Artikel 11 Leiding - Water

11.1 Bestemmingsomschrijving

De voor ‘Leiding - Water' aangewezen gronden zijn, behalve voor de andere daar voorkomende bestemmingen, mede bestemd voor de aanleg, instandhouding en/of bescherming van een:

  • a. waterleiding ter plaats van de aanduiding ' hartlijn leiding - water';

één en ander met de bijbehorende voorzieningen.

11.2 Bouwregels

In afwijking van hetgeen elders in deze regels is bepaald ten aanzien van het bouwen krachtens de overige bestemmingen van deze gronden, mogen op of in deze bestemming begrepen grond uitsluitend worden gebouwd bouwwerken voor de aanleg en instandhouding van de in 11.1 genoemde leidingen tot een maximale bouwhoogte van 3 m.

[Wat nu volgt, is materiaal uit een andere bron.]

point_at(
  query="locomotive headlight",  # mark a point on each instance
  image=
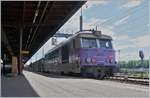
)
(93, 60)
(88, 60)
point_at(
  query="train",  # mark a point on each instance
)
(87, 52)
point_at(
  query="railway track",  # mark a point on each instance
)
(133, 80)
(118, 78)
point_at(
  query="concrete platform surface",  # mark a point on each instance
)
(64, 86)
(17, 86)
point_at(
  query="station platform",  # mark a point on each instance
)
(17, 86)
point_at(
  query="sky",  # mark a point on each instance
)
(126, 21)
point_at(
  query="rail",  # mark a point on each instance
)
(127, 79)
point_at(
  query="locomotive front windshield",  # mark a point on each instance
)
(93, 43)
(105, 44)
(89, 43)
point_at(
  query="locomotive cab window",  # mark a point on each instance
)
(105, 44)
(89, 43)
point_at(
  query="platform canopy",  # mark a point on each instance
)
(38, 20)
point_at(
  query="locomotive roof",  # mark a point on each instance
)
(80, 34)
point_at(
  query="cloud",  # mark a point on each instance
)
(121, 21)
(90, 4)
(141, 41)
(121, 37)
(132, 3)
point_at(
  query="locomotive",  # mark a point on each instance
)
(87, 52)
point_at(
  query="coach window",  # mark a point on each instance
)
(74, 43)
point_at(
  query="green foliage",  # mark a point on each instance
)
(133, 64)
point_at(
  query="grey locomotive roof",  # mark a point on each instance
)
(75, 35)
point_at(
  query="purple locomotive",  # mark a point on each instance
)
(86, 53)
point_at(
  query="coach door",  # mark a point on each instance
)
(65, 54)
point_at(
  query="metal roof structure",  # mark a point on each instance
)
(37, 20)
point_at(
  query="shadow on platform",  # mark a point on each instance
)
(16, 87)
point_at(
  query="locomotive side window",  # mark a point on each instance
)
(105, 44)
(89, 43)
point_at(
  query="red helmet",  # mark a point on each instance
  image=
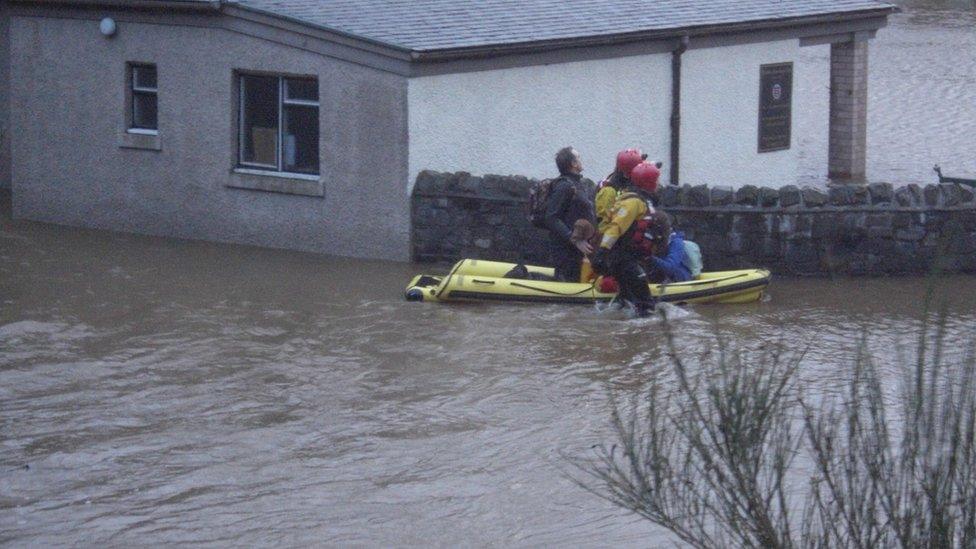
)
(644, 176)
(627, 159)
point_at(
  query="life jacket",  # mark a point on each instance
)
(640, 236)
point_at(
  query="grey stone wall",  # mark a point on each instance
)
(872, 229)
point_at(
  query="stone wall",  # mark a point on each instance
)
(871, 229)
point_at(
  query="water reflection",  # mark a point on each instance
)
(191, 392)
(921, 93)
(178, 392)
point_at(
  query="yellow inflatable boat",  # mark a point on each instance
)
(477, 280)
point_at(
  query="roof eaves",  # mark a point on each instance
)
(180, 5)
(492, 50)
(404, 51)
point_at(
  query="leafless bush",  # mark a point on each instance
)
(714, 461)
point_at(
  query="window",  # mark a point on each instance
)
(279, 124)
(775, 106)
(143, 98)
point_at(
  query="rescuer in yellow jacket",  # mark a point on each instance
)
(623, 248)
(606, 196)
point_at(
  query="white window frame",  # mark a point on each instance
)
(279, 142)
(135, 89)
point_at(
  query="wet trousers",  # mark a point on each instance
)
(627, 268)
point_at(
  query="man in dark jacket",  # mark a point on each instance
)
(570, 199)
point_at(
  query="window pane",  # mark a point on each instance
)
(259, 123)
(301, 136)
(144, 111)
(305, 89)
(144, 77)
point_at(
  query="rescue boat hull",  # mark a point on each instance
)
(478, 280)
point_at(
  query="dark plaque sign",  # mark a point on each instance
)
(775, 100)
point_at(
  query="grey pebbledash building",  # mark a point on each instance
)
(303, 123)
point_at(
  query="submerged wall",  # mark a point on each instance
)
(873, 229)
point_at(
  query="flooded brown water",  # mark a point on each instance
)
(156, 391)
(163, 391)
(921, 97)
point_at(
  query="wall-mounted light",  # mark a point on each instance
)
(107, 27)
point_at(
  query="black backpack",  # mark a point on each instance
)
(538, 201)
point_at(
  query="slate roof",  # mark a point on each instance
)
(431, 25)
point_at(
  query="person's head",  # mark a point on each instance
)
(568, 161)
(644, 176)
(627, 159)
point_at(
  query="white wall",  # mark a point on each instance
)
(720, 116)
(512, 121)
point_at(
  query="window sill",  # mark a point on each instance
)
(277, 182)
(140, 139)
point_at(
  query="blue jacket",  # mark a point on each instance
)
(673, 263)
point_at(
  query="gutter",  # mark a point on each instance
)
(675, 166)
(211, 6)
(640, 36)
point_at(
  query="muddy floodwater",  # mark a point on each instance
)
(157, 391)
(164, 391)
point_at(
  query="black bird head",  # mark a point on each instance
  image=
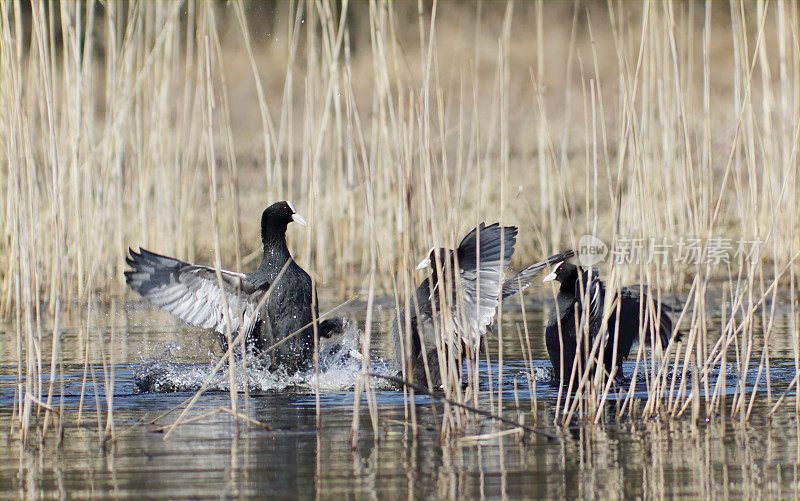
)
(276, 218)
(564, 272)
(573, 278)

11.3 Afwijken van de bouwregels

Het bevoegd gezag kan een omgevingsvergunning verlenen voor het afwijken van het bepaalde in 11.1 voor het bouwen ten behoeve van de overige bestemmingen van deze gronden, waarbij moet worden voldaan aan de volgende voorwaarden:

  • a. dat de veiligheid van de leiding niet mag worden geschaad.
  • b. de veilige ligging en de continuïteit van de leiding dienen te zijn gewaarborgd;
  • c. alvorens te beslissen omtrent een omgevingsvergunning wint het bevoegd gezag advies in bij de betreffende leidingbeheerder.
11.4 Omgevingsvergunning voor het uitvoeren van een werk, geen bouwwerk zijnde, of van werkzaamheden
11.4.1 Werken en werkzaamheden

Het is verboden zonder of in afwijking van een omgevingsvergunning de volgende werken, geen bouwwerken zijnde, en werkzaamheden uit te voeren of te laten uitvoeren:

  • a. het aanleggen van wegen of paden en/of andere oppervlakteverhardingen;
  • b. aanleggen, vergraven of dempen van sloten, vijvers en andere wateren;
  • c. het uitvoeren van heiwerken of het anderszins indrijven van voorwerpen in de bodem;
  • d. het aanbrengen, vellen of rooien van diepwortelende beplanting en/of bomen;
  • e. het ophogen, verlagen, afgraven of egaliseren van de bodem, of anderszins wijzigen in maaiveld- of weghoogte.

11.4.2 Uitzonderingen

Het in lid 11.4.1 vervatte verbod is niet van toepassing op werken en werkzaamheden welke:

  • a. het normale onderhoud betreffen overeenkomstig de overige bestemmingen van deze gronden, dan wel van ondergeschikte betekenis zijn en/of voortvloeien uit het normale gebruik overeenkomstig de bestemming;
  • b. die reeds in uitvoering zijn op het tijdstip van van kracht worden van het plan;
  • c. die het normale onderhoud ten aanzien van de leiding en belemmeringenstrook of ten aanzien van de functies van de functies van de andere voorkomende bestemming(en) betreffen;
  • d. zijnde graafwerkzaamheden als bedoeld in de Wet informatie-uitwisseling ondergrondse netten;
  • e. die mogen worden uitgevoerd krachtens een reeds verleende vergunning.

11.4.3 Toelaatbaarheid
  • a. de in lid 11.4.1 genoemde omgevingsvergunning kan slechts worden verleend, indien het behoud van een veilige ligging en de continuïteit van de leiding zijn gewaarborgd;
  • b. alvorens te beslissen omtrent een omgevingsvergunning als bedoeld in lid 11.4.1 wint het bevoegd gezag advies in bij de betreffende leidingbeheerder.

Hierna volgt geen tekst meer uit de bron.